Most of the conversation around women’s aging, especially, gets flattened into skincare and whether or not you’re brave enough to go gray. Nobody talks about the actual biological machinery of it. And in my ongoing personal obsession with perimenopause and what it does to the body, the honest lack of mainstream information is something I find genuinely maddening.
Bryan Johnson has 30 doctors and a $2 million annual budget and he’s STILL working with incomplete data. That tells you something about how much we don’t understand about aging — not just his, but everyone’s.

What can the rest of us actually take from this?
Almost none of it is replicable and that’s fine. You don’t need a team of physicians to make better choices, and you don’t need to eat your last meal before noon to care about longevity. The stuff that actually has strong evidence — consistent sleep, regular movement, not smoking, keeping stress somewhat manageable — doesn’t cost $2 million.
What I do think is interesting is the idea of taking your health as seriously as you take literally anything else you care about. Not in a “biohack your way to immortality” sense. More in a “stop treating your own body like the thing you’ll get to when everything else is handled” sense. Most of us, and I am absolutely including myself here, are very diligent about things that matter less.
In one of my earlier posts about things we keep putting off, I made the point that the stuff we ignore longest is usually the stuff that needed attention first. Bryan Johnson is the extreme version of the opposite problem — but somewhere between “30 doctors and overnight erection tracking” and “forgot to eat a vegetable this week” is probably a pretty reasonable place to land.
Is Bryan Johnson happy though?
This is the question I keep coming back to. He says yes. He talks about the protocol giving him clarity and energy and purpose. He seems genuinely enthusiastic about it in interviews — not performatively zen, actually curious and kind of geeky about the data.
But also — his son donated plasma to him. His evenings are essentially over. He has described food as fuel rather than pleasure. Whether that trade-off is worth it is so deeply personal I don’t think there’s a universal answer, but I do think it’s worth asking yourself what you’d actually be trying to preserve if you lived forever.
If the version of you that lives to 150 can’t share a late dinner or have a glass of wine on a Saturday — is that the same you? I don’t have an answer. I’m just a blogger who’s been thinking about it for three days now and I’m clearly not over it.
Bryan Johnson is fascinating in the way that extreme things are fascinating — not because you want to do what they’re doing, but because they reveal something about the thing itself. In this case, the thing is aging, and how little we actually understand it, and how much of our relationship to it is just vibes and avoidance.

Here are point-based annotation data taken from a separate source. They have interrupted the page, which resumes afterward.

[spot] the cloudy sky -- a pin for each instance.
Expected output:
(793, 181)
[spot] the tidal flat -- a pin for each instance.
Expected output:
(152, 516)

I’m not selling you a supplement stack. I’m not telling you to go to bed at 8:30. I’m mostly just saying — the man made me think about my own body and what I’m doing (or not doing) about it, and that felt worth writing down.
That, and the fact that he tracks his nighttime erections with a device and I genuinely could not look away from that sentence the first time I read it. Some things you just have to sit with.